İstanbul
Nüfusun dünyada yaklaşık yüzde 15'ini, Türkiye'de ise yaklaşık yüzde 7'sini oluşturan engelli bireyler için kentlerde en önemli hizmetin, kesintisiz ulaşımı sağlayacak altyapının kurulması olduğu belirtiliyor.
Prof. Dr. Aslı Sungur, AA muhabirine, bir kentin "engelli dostu şehir" olabilmesi için o kentin herkes açısından erişilebilir olması gerektiğini söyledi.
Sungur, "Herkesin kullanılabileceği şekilde ayarlanmış, birtakım kentsel mekanlarda da yapı ölçeğinde de tasarımlar olursa, o zaman hem 'engelli dostu' hem de şehri kullanan herkes tarafından rahatça kullanılabilecek şekilde 'sağlıklı şehirler' yaratmak mümkün olabilir." diye konuştu.
İstanbul'un kesintisiz erişim konusunda arazi yapısı, hızlı büyümesi, çok sayıda yer altı ve yer üstü tarihi yapıya sahip olması gibi ciddi handikaplarının olduğunu dile getiren Sungur, şunları kaydetti:
"Avrupa şehirleri bizden çok daha fazla bu işe yatırım yapmış durumda. Ancak bizim topografyamız buna çok imkan verecek şekilde değil. İstanbul bu anlamda engelli dostu şehir değil. Bunun yanında yapabileceklerimizin hepsini yaptık mı, yapıyor muyuz? Son yıllarda biraz daha gelişme var. Bu bir ağdır. A noktasından B noktasına gidiyor olabilmek yetmez. Oradan sonra metroya binmek, vapura ulaşmak, kaldırımda yürüyebilmek gibi kesintisiz ulaşım ağının olması lazım. Şimdilik İstanbul'da birtakım bölgelerde yapılmış münferit çalışmalar var ama bunun bir ağ olmadığı sürece anlamı yok."
"Kurumlar arası koordinasyon çok iyi olmalı"
Kurumlar arasındaki koordinasyon eksikliğinin kesintisiz erişimin önünde engel teşkil ettiğini vurgulayan Sungur, "Arka sokak ilçe belediyesinin ama ön sokak büyükşehir belediyesinin. Ya da şu metro bakanlığın ama hemen yanındaki metro belediyenin. Aradaki koordinasyonun çok iyi olması lazım ki oradaki ulaşım ağı rahat geçişlerle sağlanabilsin." ifadelerini kullandı.

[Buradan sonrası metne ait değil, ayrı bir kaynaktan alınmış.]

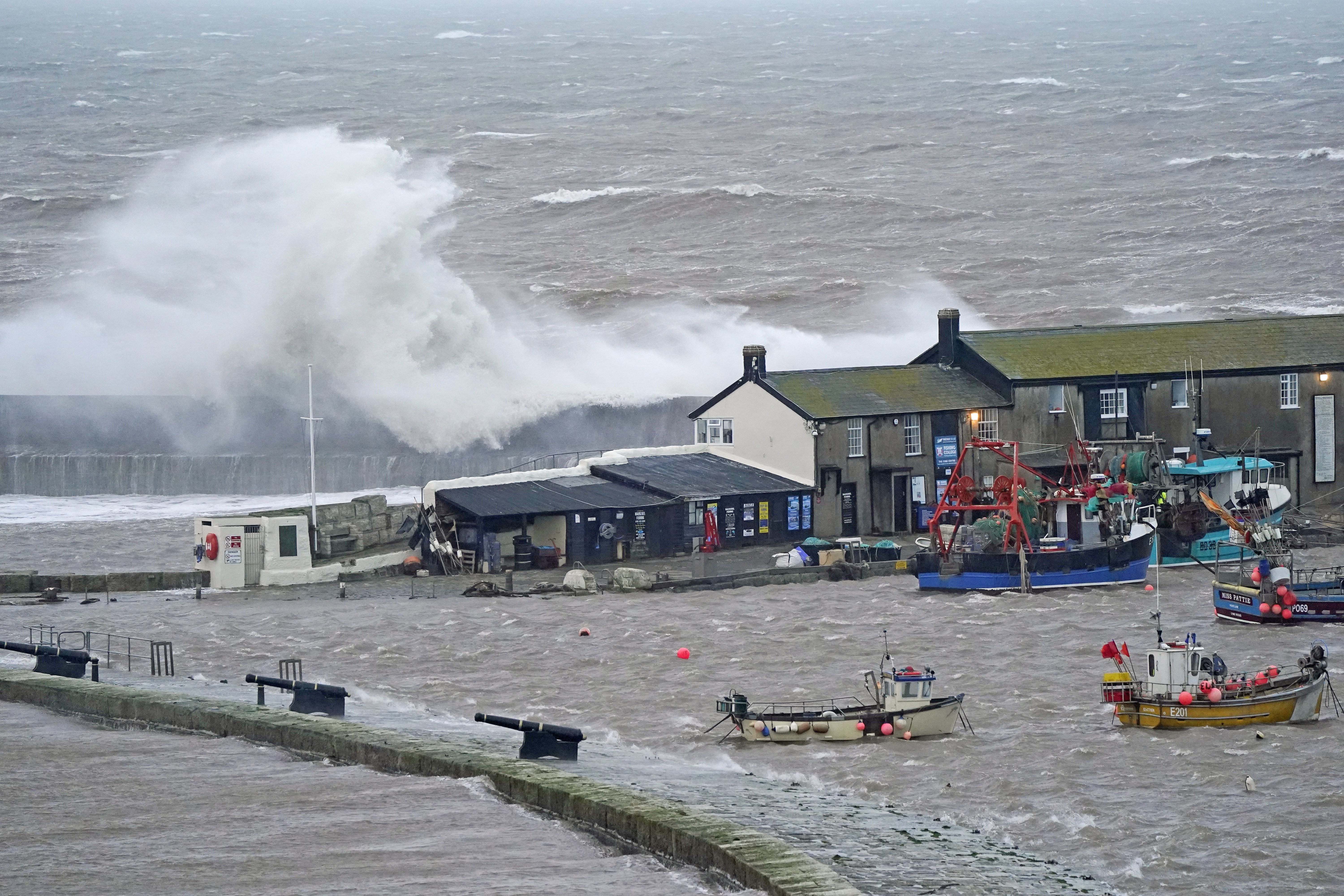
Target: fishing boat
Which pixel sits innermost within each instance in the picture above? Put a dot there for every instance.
(900, 703)
(1263, 586)
(1178, 504)
(1189, 688)
(1023, 530)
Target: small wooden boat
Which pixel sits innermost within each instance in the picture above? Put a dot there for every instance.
(1187, 688)
(901, 704)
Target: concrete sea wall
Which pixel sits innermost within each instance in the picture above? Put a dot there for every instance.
(654, 825)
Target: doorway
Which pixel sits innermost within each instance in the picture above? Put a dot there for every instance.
(849, 519)
(900, 503)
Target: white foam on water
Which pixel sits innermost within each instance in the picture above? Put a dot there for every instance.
(1034, 81)
(566, 197)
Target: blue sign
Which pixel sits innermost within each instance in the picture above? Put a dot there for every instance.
(946, 450)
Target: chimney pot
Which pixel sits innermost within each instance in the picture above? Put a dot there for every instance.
(950, 330)
(753, 362)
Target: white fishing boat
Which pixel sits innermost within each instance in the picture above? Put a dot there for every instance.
(900, 704)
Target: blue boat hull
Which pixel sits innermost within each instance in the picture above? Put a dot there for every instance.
(1099, 565)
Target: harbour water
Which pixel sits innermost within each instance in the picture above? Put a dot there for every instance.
(1048, 770)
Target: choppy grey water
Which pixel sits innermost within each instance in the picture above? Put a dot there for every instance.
(1048, 770)
(1108, 162)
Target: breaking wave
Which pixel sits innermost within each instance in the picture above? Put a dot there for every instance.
(235, 265)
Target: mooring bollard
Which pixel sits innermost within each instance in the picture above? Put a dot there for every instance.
(308, 698)
(54, 661)
(540, 739)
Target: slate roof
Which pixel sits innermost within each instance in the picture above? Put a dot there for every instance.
(560, 495)
(869, 392)
(697, 475)
(1079, 353)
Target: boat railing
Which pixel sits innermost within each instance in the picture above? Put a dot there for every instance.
(806, 707)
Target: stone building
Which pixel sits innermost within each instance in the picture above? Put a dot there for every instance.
(878, 443)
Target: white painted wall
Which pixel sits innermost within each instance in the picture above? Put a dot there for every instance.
(230, 575)
(767, 433)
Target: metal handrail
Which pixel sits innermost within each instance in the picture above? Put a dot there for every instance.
(111, 647)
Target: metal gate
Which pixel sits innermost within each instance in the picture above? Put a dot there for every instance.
(252, 554)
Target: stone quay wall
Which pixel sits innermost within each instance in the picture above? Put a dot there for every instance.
(659, 827)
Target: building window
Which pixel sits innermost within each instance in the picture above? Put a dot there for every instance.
(1288, 390)
(1115, 405)
(714, 431)
(1057, 400)
(915, 443)
(855, 433)
(989, 425)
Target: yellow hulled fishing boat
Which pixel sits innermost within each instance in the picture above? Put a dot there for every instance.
(1189, 688)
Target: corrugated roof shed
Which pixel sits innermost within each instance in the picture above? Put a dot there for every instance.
(546, 496)
(1076, 353)
(697, 475)
(866, 392)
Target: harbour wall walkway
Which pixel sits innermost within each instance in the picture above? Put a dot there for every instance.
(659, 827)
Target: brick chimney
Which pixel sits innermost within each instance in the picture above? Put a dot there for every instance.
(753, 362)
(950, 328)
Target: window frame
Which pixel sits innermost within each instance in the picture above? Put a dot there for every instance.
(1050, 400)
(1185, 393)
(854, 436)
(987, 428)
(1290, 393)
(1120, 402)
(917, 431)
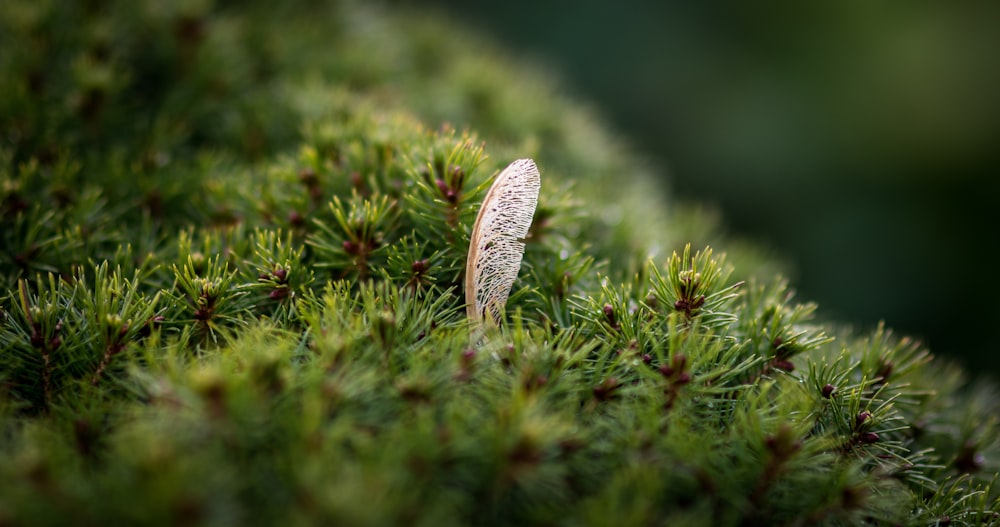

Prof. Dr. Sungur, "Mekanların yüzde 100'ü herkes tarafından ulaşılabilir değilse, aslında orası ulaşılamaz anlamına gelir. Diyelim ki bir popülasyonun yüzde 99'u için ulaşılabilir bir yerden bahsediyoruz ve ben yüzde 1'deyim, ulaşamıyorum. O zaman orası benim için yüzde 100 ulaşılmaz. Dolayısıyla aslında sayılar, rakamlar ya da harita üzerindeki birtakım bölgelemeler pek bir şey ifade etmiyor. İnsan söz konusu olduğunda bir tek kişi için bile olsa bir kentin ulaşılabilir bir ağ şeklinde tasarlanmış olması lazım." değerlendirmesinde bulundu.
"Kentsel dönüşüm sırasında kent içi erişilebilirlik sekteye uğramamalı"
YTÜ Mimarlık Bölümü Öğretim Üyesi Doç. Dr. Selin Yıldız da engelli dostu şehirlerin her yetiye, cinse ve kültüre yönelik beklentileri karşılayan kentler olduğunu dile getirdi.
Kentlerin erişilebilirliği adına çeşitli mercilerin işbirliği içerisinde olması gerektiğine işaret eden Yıldız, "Öncelikle bilgi merkezleri olan üniversiteler, yerel yönetimler, katılımcılık adına halkın kendisi gibi çeşitli STK'lerin bir arada olduğu çalışmaların varlığı bunu güçlendirir. Geçmişte bu anlamda üniversitemizin de içinde olduğu çeşitli çalışmalar var. Bu kentsel tasarım rehberlerinin ivedilikle incelenip tekrar uygulamaya koyulması için çaba sarf edilmesi gerekir." dedi.
Yıldız, kentsel dönüşüm çalışmaları sırasında kent içi erişilebilirliğin sekteye uğramaması gerektiğine de dikkati çekti.